Lots of schools, shopping centers, etc. As those boomers grew older and their children started families, even more housing boom. As those boomers grew even older, but less children were being born after the mid-60’s, schools starting closing, but more retirement communities were built. Fast forward another 15-20 years, and you have a boom in nursing homes.

I had an economics teacher who described this as being like a snake that just swallowed a whole elephant. You can see the elephant moving down the length of the (inside of) the snake, a big bulge in the snake moving from the snake’s head toward the tail.

The term “lost generation” was popularized by Ernest Hemingway, who took it from Gertrude Stein, who heard it from a French garage owner, who was just using it to berate someone. Then it was used for a particular group of American writers living in Paris after World War I. Then it got applied to everyone born between 1883 and 1900. The implication was that coming of age during the war affected them.
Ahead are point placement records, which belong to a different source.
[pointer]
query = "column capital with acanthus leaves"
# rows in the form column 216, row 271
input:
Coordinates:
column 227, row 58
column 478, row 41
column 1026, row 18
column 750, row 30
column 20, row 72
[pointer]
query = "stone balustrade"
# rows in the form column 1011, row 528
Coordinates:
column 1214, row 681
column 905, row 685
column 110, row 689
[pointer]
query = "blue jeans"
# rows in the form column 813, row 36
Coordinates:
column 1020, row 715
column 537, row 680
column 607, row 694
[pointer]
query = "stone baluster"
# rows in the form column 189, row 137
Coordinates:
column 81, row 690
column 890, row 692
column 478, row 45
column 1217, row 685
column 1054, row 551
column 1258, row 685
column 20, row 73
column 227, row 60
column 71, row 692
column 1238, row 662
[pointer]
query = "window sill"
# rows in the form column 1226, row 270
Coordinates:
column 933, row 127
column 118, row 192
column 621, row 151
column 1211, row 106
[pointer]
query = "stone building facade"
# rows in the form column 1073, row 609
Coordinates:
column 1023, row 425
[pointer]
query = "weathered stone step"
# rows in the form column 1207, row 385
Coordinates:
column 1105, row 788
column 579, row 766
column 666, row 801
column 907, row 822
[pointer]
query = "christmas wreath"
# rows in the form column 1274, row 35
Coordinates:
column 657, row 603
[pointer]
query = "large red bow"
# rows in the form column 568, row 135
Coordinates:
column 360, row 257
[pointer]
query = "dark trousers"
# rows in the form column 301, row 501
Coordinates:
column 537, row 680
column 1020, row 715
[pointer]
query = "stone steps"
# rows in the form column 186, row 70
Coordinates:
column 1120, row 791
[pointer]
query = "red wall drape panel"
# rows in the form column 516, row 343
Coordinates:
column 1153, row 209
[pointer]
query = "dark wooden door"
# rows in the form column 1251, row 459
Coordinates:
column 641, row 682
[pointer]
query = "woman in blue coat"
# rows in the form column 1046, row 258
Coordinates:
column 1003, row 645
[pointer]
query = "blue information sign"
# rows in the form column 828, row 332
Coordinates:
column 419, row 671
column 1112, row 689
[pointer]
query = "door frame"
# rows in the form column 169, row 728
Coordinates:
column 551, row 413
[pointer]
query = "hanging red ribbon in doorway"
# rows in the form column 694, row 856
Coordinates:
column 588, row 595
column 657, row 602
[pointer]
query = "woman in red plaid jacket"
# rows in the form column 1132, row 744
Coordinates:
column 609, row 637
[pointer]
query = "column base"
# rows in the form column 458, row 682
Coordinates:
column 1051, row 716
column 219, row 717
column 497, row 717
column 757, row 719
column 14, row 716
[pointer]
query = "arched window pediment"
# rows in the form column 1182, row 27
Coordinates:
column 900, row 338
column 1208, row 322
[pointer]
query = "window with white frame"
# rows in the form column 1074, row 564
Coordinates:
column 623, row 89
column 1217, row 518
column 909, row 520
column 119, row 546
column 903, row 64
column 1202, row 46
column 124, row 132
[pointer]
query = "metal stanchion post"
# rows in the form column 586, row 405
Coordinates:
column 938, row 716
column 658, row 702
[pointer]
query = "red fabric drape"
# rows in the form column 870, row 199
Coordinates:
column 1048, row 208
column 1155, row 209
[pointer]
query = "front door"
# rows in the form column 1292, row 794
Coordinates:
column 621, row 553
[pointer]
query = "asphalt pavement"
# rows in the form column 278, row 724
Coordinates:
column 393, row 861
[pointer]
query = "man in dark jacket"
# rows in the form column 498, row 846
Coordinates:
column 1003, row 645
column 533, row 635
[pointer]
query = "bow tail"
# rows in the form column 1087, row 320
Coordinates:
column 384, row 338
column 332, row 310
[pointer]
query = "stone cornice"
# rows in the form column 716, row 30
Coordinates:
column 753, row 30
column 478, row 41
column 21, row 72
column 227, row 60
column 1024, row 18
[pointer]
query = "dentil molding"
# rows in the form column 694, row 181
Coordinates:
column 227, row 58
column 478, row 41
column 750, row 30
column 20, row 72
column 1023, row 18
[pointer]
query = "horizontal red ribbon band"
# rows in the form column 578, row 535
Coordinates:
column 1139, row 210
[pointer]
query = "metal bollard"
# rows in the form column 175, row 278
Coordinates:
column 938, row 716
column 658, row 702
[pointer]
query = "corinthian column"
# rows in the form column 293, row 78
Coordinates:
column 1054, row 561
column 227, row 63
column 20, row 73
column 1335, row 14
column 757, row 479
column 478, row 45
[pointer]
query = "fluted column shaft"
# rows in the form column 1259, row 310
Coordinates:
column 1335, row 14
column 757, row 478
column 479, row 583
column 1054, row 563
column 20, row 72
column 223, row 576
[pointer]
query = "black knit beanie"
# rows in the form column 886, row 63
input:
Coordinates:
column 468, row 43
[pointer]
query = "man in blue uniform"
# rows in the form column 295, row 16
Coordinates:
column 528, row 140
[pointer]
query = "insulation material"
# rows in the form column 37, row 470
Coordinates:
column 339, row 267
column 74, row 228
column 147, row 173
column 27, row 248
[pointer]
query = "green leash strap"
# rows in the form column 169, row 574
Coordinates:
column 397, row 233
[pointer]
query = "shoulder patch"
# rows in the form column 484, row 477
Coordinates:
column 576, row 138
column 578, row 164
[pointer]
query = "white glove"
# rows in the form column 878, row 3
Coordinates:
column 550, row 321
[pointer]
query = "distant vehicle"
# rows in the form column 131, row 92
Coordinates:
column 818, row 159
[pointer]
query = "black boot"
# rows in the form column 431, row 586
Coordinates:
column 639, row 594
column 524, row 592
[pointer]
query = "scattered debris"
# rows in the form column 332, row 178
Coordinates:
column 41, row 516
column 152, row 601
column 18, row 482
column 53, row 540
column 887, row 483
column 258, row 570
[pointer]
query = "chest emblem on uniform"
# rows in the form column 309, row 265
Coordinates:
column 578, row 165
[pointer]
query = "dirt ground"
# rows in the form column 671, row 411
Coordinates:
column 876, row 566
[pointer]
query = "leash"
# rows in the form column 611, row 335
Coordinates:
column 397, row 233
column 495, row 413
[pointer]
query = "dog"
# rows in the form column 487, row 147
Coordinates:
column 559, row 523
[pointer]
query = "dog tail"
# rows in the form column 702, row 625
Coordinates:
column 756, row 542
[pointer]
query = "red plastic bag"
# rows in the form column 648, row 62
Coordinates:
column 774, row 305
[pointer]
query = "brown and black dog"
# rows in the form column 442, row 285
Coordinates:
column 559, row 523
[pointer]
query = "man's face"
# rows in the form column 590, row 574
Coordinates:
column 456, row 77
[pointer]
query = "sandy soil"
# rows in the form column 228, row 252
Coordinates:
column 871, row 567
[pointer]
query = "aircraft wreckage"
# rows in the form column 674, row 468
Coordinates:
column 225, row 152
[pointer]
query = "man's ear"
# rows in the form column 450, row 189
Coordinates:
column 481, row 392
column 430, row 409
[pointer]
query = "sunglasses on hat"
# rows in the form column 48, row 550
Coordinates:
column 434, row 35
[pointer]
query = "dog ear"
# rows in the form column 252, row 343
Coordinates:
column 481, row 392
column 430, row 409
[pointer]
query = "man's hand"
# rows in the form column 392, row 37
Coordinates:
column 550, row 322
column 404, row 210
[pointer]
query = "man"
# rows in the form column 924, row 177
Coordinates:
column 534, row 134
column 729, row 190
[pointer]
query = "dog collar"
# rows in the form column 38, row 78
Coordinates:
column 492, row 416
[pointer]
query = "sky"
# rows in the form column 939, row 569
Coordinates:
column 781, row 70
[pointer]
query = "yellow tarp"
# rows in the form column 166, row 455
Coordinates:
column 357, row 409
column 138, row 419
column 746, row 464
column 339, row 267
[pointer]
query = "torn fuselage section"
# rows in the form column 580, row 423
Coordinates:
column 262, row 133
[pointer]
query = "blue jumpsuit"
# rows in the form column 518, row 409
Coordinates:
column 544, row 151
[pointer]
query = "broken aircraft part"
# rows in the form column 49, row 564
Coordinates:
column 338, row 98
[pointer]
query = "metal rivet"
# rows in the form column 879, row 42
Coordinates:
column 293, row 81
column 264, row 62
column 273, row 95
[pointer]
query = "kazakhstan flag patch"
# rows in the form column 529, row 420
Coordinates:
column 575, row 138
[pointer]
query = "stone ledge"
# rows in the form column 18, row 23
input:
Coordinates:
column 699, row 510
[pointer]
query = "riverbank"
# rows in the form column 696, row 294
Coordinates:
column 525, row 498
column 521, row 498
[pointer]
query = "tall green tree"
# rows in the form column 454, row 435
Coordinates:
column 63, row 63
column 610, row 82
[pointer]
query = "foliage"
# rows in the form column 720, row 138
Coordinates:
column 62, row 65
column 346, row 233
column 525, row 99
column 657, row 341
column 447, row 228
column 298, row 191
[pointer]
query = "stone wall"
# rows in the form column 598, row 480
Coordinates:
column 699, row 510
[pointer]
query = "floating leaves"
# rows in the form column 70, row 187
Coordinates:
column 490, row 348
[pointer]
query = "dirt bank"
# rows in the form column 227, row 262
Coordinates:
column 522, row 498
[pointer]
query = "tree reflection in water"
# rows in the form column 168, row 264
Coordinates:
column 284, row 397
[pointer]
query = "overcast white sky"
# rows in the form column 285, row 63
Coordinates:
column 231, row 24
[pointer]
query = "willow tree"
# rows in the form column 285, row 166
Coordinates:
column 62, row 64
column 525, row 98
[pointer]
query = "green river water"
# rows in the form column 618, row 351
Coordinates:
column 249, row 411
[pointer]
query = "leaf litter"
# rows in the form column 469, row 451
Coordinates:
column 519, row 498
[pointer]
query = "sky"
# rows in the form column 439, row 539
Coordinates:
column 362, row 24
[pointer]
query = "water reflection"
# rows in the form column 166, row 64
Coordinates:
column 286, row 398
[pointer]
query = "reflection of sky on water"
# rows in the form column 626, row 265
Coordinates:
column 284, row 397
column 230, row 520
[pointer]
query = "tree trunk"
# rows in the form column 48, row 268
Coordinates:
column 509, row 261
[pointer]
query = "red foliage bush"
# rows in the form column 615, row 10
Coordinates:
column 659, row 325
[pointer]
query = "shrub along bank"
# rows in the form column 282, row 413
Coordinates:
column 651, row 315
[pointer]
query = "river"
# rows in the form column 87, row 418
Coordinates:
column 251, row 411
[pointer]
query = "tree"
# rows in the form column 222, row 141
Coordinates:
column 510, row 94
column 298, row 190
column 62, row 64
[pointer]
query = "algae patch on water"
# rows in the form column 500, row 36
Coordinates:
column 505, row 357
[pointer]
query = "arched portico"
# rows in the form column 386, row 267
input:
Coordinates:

This all strikes me as being pretty arbitrary.

Clarify, please. Is “cat’s ass” an identifier, or an evaluation, in this usage?

Wow. LONG generation. What kind of gestation period are we looking at?

Sorry. I should proofread better. I meant 1900.

Moderating: Fixed it.

Kids born in 1965 didn’t enjoy the post-war economic boom. They enjoyed rising unemployment (all the jobs soaked up by the cumulative excess births), and when they did get jobs, no promotion (all the senior jobs soaked up by the preceding boom). People born 55-65 don’t get a generation name only because, being relatively poor compared to the older boomers, they aren’t of much interest as a market segment.

The analogy to astrology is apt. The idea of dividing people up by their birth years is fundamentally questionable. It basically is a kind of astrology.